A great passageway opens.

Now of a sudden comes a boy running with a great bundle of the most successful morning paper, a most staggering load. Actually the crowd looks as though it would seize him and tear his bundle away from him, but instead it only closes in quickly behind. When he reaches the Irish woman’s stand there is a great struggling, grabbing circle formed. “The ——,” is the cry. “Gimme a ——,” and for the space of a half-dozen minutes a thriving, exciting business is done in morning papers. Then these men run with their papers like dogs run with a bone. They hurry, each to some neighboring light, and glance up and down the columns. Sometimes they mark something, and then you see them hurry on again. They have picked their prospect.

It is a pitiful spectacle from one point of view, a decidedly grim one from another. Your dishwasher (or ex-waiter) confides that most of these positions, apart from tips, pay only five dollars a week and board. And he admits that the board is vile. While you are talking you recognize some gentlemanly newspaper man, well-salaried, taking his belated way home. What a contrast! What a far cry!

“And say,” says your dishwasher friend, “I thought I’d git a job to-night. I thought somebody’d buy this ring. It’ll bring $1.75 in the pawnshop in the mornin’. I ain’t got carfare or I wouldn’t mention it. I usually soaks it early in the week and gits it out Saturday. I’ll soak it to-morrow, and git another chance to-morrow night.”

What a story! What a predicament!

You go down in your pocket and produce a quarter. You buy him a paper. “On your way,” you say cheerily—but the misery! The depths! To think that any one of us should come to this!

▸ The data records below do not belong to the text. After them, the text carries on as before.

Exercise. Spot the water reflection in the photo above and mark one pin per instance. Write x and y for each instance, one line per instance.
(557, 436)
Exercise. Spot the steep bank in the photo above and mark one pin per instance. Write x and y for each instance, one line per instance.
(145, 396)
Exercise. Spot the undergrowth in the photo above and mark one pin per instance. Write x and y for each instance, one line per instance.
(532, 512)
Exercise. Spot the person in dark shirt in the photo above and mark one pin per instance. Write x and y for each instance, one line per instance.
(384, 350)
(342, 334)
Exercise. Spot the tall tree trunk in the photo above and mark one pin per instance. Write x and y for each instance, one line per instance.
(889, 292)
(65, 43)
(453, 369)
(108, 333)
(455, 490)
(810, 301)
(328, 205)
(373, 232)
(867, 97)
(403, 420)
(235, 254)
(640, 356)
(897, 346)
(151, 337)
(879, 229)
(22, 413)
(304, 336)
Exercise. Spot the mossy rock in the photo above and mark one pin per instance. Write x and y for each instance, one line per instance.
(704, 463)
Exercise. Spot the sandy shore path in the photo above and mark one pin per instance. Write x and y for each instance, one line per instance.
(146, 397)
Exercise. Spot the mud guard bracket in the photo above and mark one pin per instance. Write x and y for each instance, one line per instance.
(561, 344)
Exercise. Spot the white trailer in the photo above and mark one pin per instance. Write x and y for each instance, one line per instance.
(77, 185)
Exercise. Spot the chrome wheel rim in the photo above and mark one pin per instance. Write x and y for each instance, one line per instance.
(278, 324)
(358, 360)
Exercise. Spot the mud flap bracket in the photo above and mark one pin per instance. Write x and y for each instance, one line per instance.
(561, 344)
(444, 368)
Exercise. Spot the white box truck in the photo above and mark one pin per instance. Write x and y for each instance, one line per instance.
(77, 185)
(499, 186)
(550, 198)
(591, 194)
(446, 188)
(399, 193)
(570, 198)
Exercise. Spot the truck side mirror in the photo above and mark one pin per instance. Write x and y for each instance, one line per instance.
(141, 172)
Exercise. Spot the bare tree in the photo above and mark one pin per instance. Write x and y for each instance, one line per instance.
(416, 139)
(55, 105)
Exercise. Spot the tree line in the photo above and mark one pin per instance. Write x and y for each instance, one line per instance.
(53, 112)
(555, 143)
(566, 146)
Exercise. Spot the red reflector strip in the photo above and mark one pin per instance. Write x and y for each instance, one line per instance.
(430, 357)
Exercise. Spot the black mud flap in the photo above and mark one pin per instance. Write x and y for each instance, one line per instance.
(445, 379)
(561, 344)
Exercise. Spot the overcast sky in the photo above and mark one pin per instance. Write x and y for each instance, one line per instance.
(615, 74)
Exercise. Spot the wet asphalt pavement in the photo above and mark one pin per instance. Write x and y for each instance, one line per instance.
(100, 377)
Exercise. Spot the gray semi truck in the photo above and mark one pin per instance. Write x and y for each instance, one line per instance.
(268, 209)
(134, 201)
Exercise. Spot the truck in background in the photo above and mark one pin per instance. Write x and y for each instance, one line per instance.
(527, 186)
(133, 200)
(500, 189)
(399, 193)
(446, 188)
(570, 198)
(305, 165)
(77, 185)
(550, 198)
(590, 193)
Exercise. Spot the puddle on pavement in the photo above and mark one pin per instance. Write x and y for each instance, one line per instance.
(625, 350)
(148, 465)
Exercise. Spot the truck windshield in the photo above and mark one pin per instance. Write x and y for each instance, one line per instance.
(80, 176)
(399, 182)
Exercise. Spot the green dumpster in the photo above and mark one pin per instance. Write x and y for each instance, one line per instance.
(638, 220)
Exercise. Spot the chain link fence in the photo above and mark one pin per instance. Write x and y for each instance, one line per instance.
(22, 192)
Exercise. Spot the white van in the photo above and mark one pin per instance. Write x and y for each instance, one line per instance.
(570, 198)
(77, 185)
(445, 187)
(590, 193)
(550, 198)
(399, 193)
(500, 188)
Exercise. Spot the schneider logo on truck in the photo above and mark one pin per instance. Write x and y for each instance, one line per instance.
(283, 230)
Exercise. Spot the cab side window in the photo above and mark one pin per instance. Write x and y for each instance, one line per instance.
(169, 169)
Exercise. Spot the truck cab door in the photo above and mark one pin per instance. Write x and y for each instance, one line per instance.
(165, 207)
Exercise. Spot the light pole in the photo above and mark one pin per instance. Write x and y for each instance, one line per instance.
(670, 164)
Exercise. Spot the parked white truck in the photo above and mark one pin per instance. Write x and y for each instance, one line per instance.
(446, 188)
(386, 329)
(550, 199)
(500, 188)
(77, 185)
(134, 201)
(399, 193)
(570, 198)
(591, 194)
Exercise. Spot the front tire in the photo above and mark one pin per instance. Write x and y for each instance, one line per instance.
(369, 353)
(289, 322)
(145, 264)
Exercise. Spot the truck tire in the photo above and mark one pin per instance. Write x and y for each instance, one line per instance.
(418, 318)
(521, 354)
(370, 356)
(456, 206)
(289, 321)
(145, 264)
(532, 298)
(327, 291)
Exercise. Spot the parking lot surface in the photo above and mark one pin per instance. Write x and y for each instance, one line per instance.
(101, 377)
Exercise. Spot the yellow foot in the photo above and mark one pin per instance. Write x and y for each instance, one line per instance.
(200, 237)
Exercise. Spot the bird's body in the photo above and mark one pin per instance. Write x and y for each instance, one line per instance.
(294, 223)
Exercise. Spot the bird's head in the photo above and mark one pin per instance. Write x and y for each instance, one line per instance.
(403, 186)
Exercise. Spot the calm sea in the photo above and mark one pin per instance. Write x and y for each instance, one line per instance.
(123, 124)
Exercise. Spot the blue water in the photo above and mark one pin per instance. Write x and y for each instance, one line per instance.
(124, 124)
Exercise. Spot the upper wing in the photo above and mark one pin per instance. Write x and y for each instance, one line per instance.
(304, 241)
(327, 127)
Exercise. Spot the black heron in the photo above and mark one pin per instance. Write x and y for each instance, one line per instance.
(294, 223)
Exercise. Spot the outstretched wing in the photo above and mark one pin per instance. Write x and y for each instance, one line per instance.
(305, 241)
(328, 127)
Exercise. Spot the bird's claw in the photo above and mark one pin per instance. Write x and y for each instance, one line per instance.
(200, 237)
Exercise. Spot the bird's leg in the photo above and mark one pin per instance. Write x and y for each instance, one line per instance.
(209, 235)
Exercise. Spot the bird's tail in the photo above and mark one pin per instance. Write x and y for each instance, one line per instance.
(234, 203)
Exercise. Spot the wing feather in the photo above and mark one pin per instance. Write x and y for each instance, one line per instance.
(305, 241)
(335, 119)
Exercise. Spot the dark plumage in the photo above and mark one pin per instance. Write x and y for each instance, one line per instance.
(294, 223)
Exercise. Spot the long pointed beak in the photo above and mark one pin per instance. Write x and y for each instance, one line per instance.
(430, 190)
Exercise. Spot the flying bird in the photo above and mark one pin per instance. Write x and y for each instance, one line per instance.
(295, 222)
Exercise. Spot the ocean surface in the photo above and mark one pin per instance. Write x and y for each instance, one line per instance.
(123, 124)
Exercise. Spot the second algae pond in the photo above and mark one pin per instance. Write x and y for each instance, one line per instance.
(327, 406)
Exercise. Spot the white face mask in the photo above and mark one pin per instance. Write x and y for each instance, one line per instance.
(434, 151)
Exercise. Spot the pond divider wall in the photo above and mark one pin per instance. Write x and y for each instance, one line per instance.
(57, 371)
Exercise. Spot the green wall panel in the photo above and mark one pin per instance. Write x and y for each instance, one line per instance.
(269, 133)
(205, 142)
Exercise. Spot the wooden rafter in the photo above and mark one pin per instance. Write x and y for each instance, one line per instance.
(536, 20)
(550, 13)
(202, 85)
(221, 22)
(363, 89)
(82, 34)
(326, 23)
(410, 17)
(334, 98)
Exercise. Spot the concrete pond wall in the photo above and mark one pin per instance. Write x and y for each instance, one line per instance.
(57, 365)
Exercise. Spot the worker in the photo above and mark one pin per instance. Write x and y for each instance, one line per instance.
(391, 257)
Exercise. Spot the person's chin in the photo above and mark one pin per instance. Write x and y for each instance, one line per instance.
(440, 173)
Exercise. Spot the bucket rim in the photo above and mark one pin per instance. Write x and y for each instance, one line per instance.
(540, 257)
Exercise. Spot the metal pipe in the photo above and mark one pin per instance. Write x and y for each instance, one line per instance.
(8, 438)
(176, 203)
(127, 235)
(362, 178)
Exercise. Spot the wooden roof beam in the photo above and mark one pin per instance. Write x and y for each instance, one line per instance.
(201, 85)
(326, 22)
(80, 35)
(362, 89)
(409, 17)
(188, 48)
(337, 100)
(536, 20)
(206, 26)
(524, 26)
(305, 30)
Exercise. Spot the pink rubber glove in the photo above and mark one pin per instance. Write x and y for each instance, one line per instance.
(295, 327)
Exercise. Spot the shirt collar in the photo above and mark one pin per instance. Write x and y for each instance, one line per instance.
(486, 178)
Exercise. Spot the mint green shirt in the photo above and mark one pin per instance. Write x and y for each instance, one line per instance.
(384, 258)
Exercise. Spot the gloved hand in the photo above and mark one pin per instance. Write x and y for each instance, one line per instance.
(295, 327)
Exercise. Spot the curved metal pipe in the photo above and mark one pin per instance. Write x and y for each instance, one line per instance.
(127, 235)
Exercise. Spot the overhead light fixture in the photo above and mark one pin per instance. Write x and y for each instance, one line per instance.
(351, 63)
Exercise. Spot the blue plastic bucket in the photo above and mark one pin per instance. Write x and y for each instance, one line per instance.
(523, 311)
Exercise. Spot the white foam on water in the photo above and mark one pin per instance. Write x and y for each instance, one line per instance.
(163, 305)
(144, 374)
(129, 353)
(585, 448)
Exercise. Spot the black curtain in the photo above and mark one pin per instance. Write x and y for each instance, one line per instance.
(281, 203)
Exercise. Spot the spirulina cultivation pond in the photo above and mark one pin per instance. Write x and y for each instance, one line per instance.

As he goes you watch the others going, and then the silence settles down and the night. There is no sense of traffic here now, no great need of light. The old Irish woman sinks to the dismal task of waiting, for morning, I presume. Now and then some passing pedestrian will buy a paper, but not often. But these others—they have gone in the direction of the four winds of heaven; they are applying at the shabby doors of restaurants, in Brooklyn, Manhattan, the Bronx, Hoboken, Staten Island; they are sitting on stoops, holding their own at shop doors. They have the right to ask first, the right to be first, because they are first—noble privilege.

And you and I—well, we turn in our dreams and rest. The great world wags on. Our allotted portion is not this. We are not of these men in the dark.